OFERGD- Aluminum tanks were used in the early Kitfox's with poor results. Since the tanks are bonded to the spars it flexes with the spars and the welded seems give up and leaks are the result.
OFERGD- Aluminum tanks were used in the early Kitfox's with poor results. Since the tanks are bonded to the spars it flexes with the spars and the welded seems give up and leaks are the result.
DesertFox4
Admin.
7 Super Sport912 ULS Tri-gear
Hi,
here below the translation of the Tankerite characteristics.I know that 3M has a similar product to treat the tanks.
This is a permanent cycle corrosion protection for the remediation of internal ammalorati rusted and tanks, which form a capsule sealant, resistant to petrol, alcohol and fuels. Finally, here is the optimal solution to prevent and stop rust internal tanks cars and Motocycles, avoiding costly replacements as often unobtainable.
Our repair kit consists of three products, is easy to use, and is then available to anyone who wants to ensure economic and solving this problem permanently.
Operating instructions are clear and the result is professional.
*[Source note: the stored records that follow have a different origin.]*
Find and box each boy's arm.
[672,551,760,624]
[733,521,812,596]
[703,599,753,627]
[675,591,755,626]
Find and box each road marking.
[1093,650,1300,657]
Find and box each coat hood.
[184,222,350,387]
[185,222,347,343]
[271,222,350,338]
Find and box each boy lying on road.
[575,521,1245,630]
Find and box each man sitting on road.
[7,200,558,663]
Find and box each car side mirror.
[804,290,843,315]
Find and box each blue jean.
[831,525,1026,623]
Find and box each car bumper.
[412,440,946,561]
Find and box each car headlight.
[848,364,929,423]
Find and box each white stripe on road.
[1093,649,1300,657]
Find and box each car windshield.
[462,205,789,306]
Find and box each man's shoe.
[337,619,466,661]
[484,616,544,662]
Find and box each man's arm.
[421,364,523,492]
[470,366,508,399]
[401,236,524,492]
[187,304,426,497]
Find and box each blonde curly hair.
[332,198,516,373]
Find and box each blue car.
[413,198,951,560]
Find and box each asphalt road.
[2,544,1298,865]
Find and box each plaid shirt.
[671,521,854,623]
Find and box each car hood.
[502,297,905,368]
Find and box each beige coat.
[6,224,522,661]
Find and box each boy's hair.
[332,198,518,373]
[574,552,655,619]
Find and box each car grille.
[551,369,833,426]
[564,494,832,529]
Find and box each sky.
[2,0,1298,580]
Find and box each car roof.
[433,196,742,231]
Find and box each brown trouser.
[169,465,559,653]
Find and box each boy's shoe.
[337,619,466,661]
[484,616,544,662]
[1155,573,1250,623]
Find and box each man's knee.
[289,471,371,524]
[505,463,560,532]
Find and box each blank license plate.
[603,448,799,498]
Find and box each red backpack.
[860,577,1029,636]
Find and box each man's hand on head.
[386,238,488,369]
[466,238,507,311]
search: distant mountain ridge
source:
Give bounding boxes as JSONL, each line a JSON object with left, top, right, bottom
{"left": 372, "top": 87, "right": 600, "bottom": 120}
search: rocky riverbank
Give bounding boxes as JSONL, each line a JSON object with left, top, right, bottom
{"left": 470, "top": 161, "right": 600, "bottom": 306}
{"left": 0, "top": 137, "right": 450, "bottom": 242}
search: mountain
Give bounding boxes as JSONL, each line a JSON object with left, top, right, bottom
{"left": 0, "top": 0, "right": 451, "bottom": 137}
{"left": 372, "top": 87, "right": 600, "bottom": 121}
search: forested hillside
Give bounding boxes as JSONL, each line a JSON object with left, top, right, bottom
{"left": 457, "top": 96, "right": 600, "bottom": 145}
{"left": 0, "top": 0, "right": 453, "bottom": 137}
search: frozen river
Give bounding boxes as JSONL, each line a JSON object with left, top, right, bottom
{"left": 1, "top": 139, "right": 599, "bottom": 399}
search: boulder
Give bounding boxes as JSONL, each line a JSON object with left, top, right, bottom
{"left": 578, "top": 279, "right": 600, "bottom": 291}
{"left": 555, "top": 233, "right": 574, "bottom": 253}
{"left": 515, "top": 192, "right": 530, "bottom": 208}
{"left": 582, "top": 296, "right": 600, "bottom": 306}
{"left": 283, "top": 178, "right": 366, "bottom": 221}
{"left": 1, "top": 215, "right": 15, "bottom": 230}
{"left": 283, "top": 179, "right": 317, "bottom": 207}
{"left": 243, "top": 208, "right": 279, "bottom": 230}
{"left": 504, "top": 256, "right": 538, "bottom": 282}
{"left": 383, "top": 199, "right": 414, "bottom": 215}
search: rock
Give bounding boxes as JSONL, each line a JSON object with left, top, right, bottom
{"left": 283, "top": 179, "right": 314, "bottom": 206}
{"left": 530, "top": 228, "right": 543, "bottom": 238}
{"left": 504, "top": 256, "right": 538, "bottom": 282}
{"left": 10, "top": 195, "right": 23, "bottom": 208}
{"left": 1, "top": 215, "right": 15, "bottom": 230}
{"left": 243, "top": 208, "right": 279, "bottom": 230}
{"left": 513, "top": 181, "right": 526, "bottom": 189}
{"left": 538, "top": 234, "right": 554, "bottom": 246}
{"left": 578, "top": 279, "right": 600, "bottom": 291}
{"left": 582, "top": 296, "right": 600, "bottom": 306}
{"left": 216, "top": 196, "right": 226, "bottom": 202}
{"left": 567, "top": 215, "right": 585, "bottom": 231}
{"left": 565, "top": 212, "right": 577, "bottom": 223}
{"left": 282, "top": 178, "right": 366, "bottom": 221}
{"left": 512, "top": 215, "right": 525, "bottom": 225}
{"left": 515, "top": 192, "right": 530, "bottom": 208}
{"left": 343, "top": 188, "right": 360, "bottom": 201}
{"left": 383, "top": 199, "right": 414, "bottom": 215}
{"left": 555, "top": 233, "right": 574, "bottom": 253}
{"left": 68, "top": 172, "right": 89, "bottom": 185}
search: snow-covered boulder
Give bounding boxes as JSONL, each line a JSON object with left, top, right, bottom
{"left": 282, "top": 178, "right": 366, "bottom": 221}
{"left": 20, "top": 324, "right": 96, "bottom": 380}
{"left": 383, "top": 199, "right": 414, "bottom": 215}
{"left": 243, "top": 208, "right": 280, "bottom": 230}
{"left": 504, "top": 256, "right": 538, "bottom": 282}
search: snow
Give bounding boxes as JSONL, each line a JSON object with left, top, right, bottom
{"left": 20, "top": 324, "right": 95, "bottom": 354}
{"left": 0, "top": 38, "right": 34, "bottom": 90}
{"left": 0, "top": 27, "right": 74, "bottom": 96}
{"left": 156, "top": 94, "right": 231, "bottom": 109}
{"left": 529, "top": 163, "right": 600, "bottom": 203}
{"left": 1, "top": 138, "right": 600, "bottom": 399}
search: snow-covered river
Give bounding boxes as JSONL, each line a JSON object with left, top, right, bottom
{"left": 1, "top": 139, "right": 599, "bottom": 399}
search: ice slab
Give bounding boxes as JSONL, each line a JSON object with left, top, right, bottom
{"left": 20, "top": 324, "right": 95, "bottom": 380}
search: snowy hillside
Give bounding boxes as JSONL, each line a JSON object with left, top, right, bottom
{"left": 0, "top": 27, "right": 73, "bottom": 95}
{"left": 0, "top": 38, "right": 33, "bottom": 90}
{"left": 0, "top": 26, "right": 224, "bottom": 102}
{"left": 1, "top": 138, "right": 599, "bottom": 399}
The inner surface of the tank is coated with a resin corrosion, sealant and ceramic high and solid appearance. It is however at the same time extremely elastic, so as to form a capsule vibration-proof sealant and thermal stress of exercise (designed to withstand temperatures from-30 ° to + 120 ° C).
Porosity, crackles and sheet metal are therefore assottigliamenti wetlands permanently. To know more, consult also our FAQ.
Last edited by baronecozza; 10-03-2010 at 04:12 AM.
Steve
The tanks shouldn't be welded to the spars, just like tha fiberglass ones are bonded with an elastic bond. Similar design can be applied to the insallation of aluminum tanks. The tank I designed for a diferant plane is made of 0.1" 5052 aluminum and has internal semi ribs for strength so it can stand alone. It is straped down and not bonded to the spars.
none of the failed aluminum tanks were welded in place only bonded like the fiberglass.
DesertFox4
Admin.
7 Super Sport912 ULS Tri-gear
My thoughts on the aluminum tanks were to make them like the poly wing tanks that just drop in to the existing fiberglass tanks. Then foam them in. This way they would not be structural and I would not have to worry about cracking. I would like to find an old Kitfox tank that I could use to make my prototype rather than cut my existing ones and find out that I cant' make them fit.
I will look into the Rotomolding as well. Also after hearing that "washed" gas is working, that might be a viable option as well. Another person I was reading about is doing it with good results too. I would be a pain but worth it if it works.
Buying them from WINGTANKS.COM would be considerably easier and cheaper than tooling up a one off, redundant, roto-mold run.
yeah, that aftermarket solution looks good... those are "cross-linked poly" tanks, which is what you want from a product perspective. That's what they build in the marine business... I can't quite understand the installation, but you K'fox builders probably understand it.
Perhaps one day, the factory will commission two molds (left and right) and sell these tanks as part of the kit... ethanol isn't going away, I hear it's going to get worse... and those fibers scare the heck out of me.
Andrew
NOKITFOXYET
For what it is worth....
I am rebuilding a Kitfox II, which came with aluminum fuel tanks. There is no evidence of leakage, and all the welds look solid. The manual calls for the riveting of the aft end of the tank to the spar with five rivets. Mine only had two rivets. As I rebuild the wings, I plan to reuse the aluminum tanks, but will try to cushion them between the spars with some elastomeric material, and may also consider trying to come up with some strapping arrangement, which seems to be the more standard method of installing fuel tanks. Using rivets seems to me to be asking for trouble, as the wings do flex in flight.